An hour ago:
“What are you doing?”
My daughter is standing on her bed and facing the mirror atop her dresser. She’s not looking at herself, not performing the sort of quick once-over females tend to do before going to town. Instead, she’s studying. Closely.
“I’m looking at myself,” she says.
“Why are you standing on the bed?”
“Because if I stand on the floor I can only see half. I want to see the whole thing.”
I offer the sort of nod I often give to females. The sort that says I don’t understand you, but I’m going to act like I do.
“Okay,” I tell her, “but hurry up. We’re ready to leave.”
She continues to scrutinize and then asks, “Daddy, can I ask you something?”
“Can you ask it in the truck?”
“Can you answer it here?”
“Okay, fine.”
She tilts her head to the side and lets her blond hair spill down over her shoulder.

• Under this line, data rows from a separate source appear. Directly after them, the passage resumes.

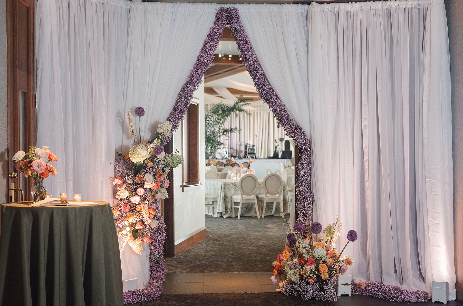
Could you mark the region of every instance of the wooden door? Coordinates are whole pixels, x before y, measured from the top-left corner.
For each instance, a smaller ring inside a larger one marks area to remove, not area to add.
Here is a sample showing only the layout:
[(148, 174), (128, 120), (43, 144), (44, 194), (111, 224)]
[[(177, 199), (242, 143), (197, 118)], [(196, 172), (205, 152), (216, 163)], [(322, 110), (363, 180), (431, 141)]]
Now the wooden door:
[[(12, 157), (19, 150), (27, 152), (35, 145), (34, 4), (34, 0), (6, 0), (8, 187), (22, 188), (25, 200), (31, 200), (32, 181), (18, 173)], [(9, 195), (13, 201), (20, 194), (10, 191)]]

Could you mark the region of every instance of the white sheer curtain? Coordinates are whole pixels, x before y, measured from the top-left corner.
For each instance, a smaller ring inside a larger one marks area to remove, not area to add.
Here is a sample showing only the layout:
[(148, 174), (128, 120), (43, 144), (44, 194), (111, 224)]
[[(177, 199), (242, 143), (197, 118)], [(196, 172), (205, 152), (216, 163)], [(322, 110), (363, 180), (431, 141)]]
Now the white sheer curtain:
[(355, 278), (454, 300), (446, 21), (428, 3), (310, 5), (312, 187), (317, 219), (358, 233)]
[(110, 200), (130, 2), (41, 0), (36, 19), (38, 146), (58, 156), (47, 193)]
[[(131, 143), (126, 109), (144, 107), (143, 139), (167, 117), (219, 5), (40, 0), (37, 6), (38, 145), (58, 156), (48, 193), (111, 202), (110, 164)], [(126, 248), (124, 279), (149, 280), (149, 250)]]
[(307, 9), (296, 4), (236, 4), (265, 75), (308, 135)]

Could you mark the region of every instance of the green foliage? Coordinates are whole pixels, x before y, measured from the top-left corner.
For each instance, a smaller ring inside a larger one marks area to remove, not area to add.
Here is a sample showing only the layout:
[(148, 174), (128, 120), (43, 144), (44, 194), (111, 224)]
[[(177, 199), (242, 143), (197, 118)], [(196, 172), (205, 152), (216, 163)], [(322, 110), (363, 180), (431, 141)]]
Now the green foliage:
[(222, 144), (220, 139), (222, 136), (241, 131), (241, 129), (238, 130), (237, 127), (225, 129), (224, 124), (232, 113), (234, 113), (237, 117), (239, 112), (245, 112), (250, 115), (249, 112), (243, 108), (243, 106), (249, 104), (244, 99), (239, 99), (232, 106), (220, 102), (207, 111), (204, 117), (204, 140), (206, 154), (210, 156), (215, 156), (219, 147)]

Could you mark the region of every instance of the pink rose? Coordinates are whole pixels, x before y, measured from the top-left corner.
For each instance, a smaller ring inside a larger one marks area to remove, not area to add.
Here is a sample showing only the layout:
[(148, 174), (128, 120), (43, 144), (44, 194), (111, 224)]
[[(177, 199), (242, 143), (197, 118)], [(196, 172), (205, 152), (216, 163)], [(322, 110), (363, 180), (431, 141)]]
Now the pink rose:
[(137, 189), (137, 194), (138, 195), (143, 195), (144, 194), (144, 189), (141, 187), (139, 187), (138, 189)]
[(32, 169), (36, 172), (42, 173), (45, 169), (45, 163), (40, 159), (35, 160), (32, 162)]
[(134, 195), (133, 197), (131, 197), (130, 200), (132, 201), (132, 203), (136, 204), (140, 201), (140, 197), (138, 195)]

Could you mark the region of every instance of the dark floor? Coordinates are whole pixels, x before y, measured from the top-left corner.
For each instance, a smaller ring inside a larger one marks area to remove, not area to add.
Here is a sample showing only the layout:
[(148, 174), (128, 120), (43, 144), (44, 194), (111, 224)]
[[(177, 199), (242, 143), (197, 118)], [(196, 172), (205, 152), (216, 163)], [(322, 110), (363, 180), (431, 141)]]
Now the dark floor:
[(286, 231), (281, 217), (238, 220), (206, 215), (206, 239), (166, 258), (168, 273), (272, 271), (272, 262), (285, 247)]
[[(281, 293), (232, 293), (219, 294), (161, 294), (155, 300), (145, 302), (133, 306), (156, 306), (157, 305), (188, 305), (188, 306), (243, 305), (305, 305), (306, 306), (387, 306), (388, 305), (413, 305), (431, 306), (443, 305), (442, 303), (398, 303), (390, 302), (370, 296), (353, 294), (351, 296), (339, 297), (337, 302), (305, 301)], [(457, 301), (449, 301), (446, 305), (463, 305)]]

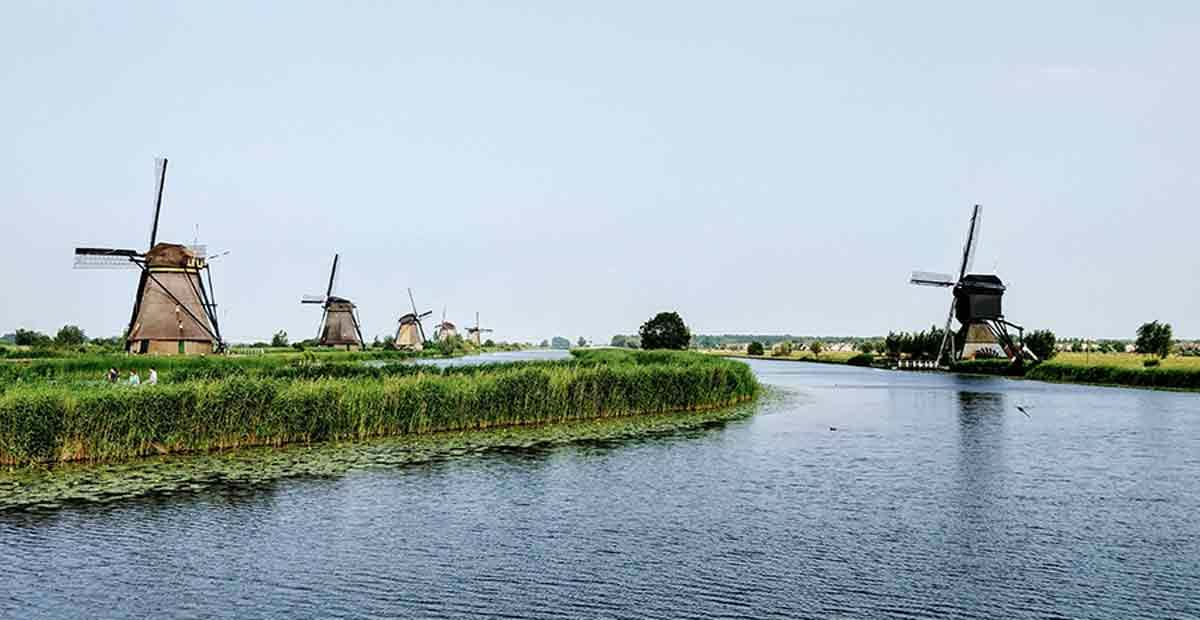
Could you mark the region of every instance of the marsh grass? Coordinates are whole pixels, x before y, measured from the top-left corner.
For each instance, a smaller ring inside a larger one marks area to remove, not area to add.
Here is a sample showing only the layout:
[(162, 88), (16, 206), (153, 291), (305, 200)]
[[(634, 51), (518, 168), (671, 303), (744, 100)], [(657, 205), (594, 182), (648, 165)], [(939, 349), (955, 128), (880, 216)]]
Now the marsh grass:
[(562, 362), (443, 371), (385, 365), (364, 375), (328, 366), (348, 375), (278, 377), (272, 373), (286, 367), (253, 367), (262, 374), (239, 371), (157, 386), (8, 386), (0, 396), (0, 463), (107, 461), (701, 410), (758, 391), (745, 365), (695, 354), (584, 351)]

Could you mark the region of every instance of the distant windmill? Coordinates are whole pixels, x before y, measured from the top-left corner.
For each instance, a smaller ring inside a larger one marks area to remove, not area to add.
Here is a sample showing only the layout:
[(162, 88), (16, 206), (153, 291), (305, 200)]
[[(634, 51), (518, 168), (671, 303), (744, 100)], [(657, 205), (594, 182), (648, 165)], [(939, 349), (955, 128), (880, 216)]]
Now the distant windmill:
[(458, 336), (458, 327), (446, 320), (446, 308), (445, 306), (442, 306), (442, 323), (433, 329), (433, 339), (445, 342), (455, 336)]
[[(212, 296), (212, 272), (203, 246), (158, 242), (167, 159), (155, 159), (154, 222), (150, 249), (77, 247), (76, 269), (142, 271), (126, 330), (125, 350), (157, 355), (206, 354), (224, 350)], [(208, 279), (208, 285), (205, 285)]]
[(421, 319), (433, 314), (433, 311), (416, 311), (416, 301), (413, 300), (413, 289), (408, 289), (408, 302), (413, 305), (413, 312), (400, 318), (400, 326), (396, 329), (396, 338), (392, 341), (392, 347), (419, 351), (425, 348), (425, 325), (421, 324)]
[[(967, 228), (967, 241), (962, 246), (962, 263), (958, 276), (913, 271), (908, 281), (918, 287), (953, 287), (950, 312), (946, 317), (946, 331), (941, 348), (937, 350), (937, 365), (949, 353), (950, 360), (972, 359), (982, 350), (1001, 349), (1010, 359), (1021, 355), (1033, 357), (1033, 353), (1024, 347), (1025, 330), (1004, 320), (1001, 311), (1001, 297), (1004, 295), (1004, 283), (995, 275), (968, 273), (974, 265), (976, 246), (979, 243), (979, 224), (983, 207), (974, 205), (971, 211), (971, 224)], [(950, 332), (950, 320), (958, 318), (961, 325), (958, 333)], [(1018, 332), (1018, 342), (1013, 341), (1008, 327)], [(1000, 353), (997, 350), (997, 353)], [(1036, 359), (1036, 357), (1034, 357)]]
[(476, 347), (482, 347), (482, 343), (479, 342), (480, 341), (479, 336), (481, 333), (485, 333), (485, 332), (491, 333), (492, 331), (493, 330), (484, 329), (484, 327), (479, 326), (479, 313), (476, 312), (475, 313), (475, 326), (474, 327), (467, 327), (467, 336), (470, 338), (470, 342), (475, 343)]
[(320, 329), (317, 341), (322, 347), (362, 348), (362, 330), (354, 302), (334, 295), (337, 285), (337, 259), (334, 254), (334, 267), (329, 271), (329, 287), (325, 295), (305, 295), (300, 303), (320, 303), (324, 312), (320, 317)]

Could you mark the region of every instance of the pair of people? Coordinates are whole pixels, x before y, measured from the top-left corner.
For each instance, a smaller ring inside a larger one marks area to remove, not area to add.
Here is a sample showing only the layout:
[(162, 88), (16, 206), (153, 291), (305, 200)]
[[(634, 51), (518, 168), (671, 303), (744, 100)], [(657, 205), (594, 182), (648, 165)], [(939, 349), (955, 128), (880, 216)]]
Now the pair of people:
[[(115, 384), (119, 378), (120, 373), (116, 372), (116, 368), (108, 369), (108, 383)], [(130, 369), (130, 385), (142, 385), (142, 377), (132, 368)], [(158, 371), (152, 367), (150, 368), (150, 378), (146, 379), (146, 385), (158, 385)]]

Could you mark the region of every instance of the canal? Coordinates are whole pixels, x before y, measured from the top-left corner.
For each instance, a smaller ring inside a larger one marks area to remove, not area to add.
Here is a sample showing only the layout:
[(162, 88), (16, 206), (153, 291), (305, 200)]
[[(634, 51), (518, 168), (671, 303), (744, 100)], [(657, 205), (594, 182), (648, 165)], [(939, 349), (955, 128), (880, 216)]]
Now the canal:
[(1200, 616), (1200, 396), (749, 363), (703, 429), (0, 513), (0, 618)]

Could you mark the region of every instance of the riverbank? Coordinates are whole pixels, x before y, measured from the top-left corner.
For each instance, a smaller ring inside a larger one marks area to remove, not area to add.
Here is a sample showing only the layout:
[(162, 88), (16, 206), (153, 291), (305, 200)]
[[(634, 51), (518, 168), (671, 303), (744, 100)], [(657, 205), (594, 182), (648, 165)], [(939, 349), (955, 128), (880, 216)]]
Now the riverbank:
[(0, 464), (700, 411), (758, 393), (745, 365), (688, 353), (595, 350), (448, 368), (229, 360), (209, 374), (184, 368), (199, 363), (180, 361), (170, 372), (181, 379), (156, 386), (79, 384), (70, 373), (11, 384), (0, 396)]
[[(769, 398), (769, 396), (768, 396)], [(757, 404), (690, 413), (583, 420), (535, 427), (446, 432), (364, 441), (247, 447), (203, 455), (168, 455), (115, 463), (60, 463), (0, 472), (0, 513), (56, 511), (142, 496), (253, 489), (286, 478), (340, 476), (372, 468), (566, 445), (610, 445), (721, 426), (749, 417)]]
[[(816, 359), (811, 354), (775, 357), (770, 355), (746, 355), (732, 351), (714, 351), (721, 357), (746, 360), (770, 360), (814, 363), (840, 363), (848, 366), (881, 366), (856, 354), (824, 354)], [(874, 360), (881, 360), (875, 357)], [(956, 362), (949, 371), (955, 374), (982, 374), (1032, 379), (1036, 381), (1151, 390), (1200, 391), (1200, 357), (1168, 357), (1159, 366), (1145, 367), (1145, 356), (1132, 354), (1060, 354), (1055, 359), (1032, 366), (1014, 367), (1006, 360), (971, 360)], [(936, 369), (929, 369), (937, 372)], [(926, 371), (928, 372), (928, 371)]]

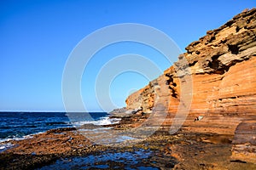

My daughter never used to pay attention to mirrors. Now she can’t pass by one without taking a peek to make sure nothing needs tucking or straightening or smoothing.
“Am I pretty?” she asks.
“Very much so,” I say.
She tilts her head to the other side. “Do you think Hannah Montana is pretty?”
“No.”
“Taylor Swift?”
“No.”
“Carrie Underwood?”
“No.”
“Well,” she says, “I think they’re beautiful.”
“Can we go to town now?” I ask her.
She hops off the bed and takes my hand. “What makes them beautiful, Daddy?” she asks.
“Well, since I don’t think they’re beautiful, I can’t really answer that question.”
“I don’t think I’m beautiful,” she says.
“Why’s that?”
“Because there’s a lot wrong with me.”
An hour later:
We’ve made it to town. My daughter managed to sneak away and into the truck before I could talk to her more. And heading to town with family in tow is not the proper time for such a conversation. So I’m currently left to stew and walk the aisles of the local Target, trying to decide how I’m going to finish the conversation her and I had begun.
At eleven, my daughter is on the cusp of that age when appearance begins to matter more than it once did. I don’t think that’s really a bad thing, but it is confusing to her. She thinks everything is beautiful—sunrises, sunsets, and the puffy white seedlings atop dandelions come to mind—but she secretly fears she is not. I can understand. It’s hard to compete with sunrises, sunsets, and dandelions.
And when it comes to things that are beautiful in any obvious way, she still refuses to call them ugly. To her, ugly is just a word people use for things where the beautiful chooses to remain hidden.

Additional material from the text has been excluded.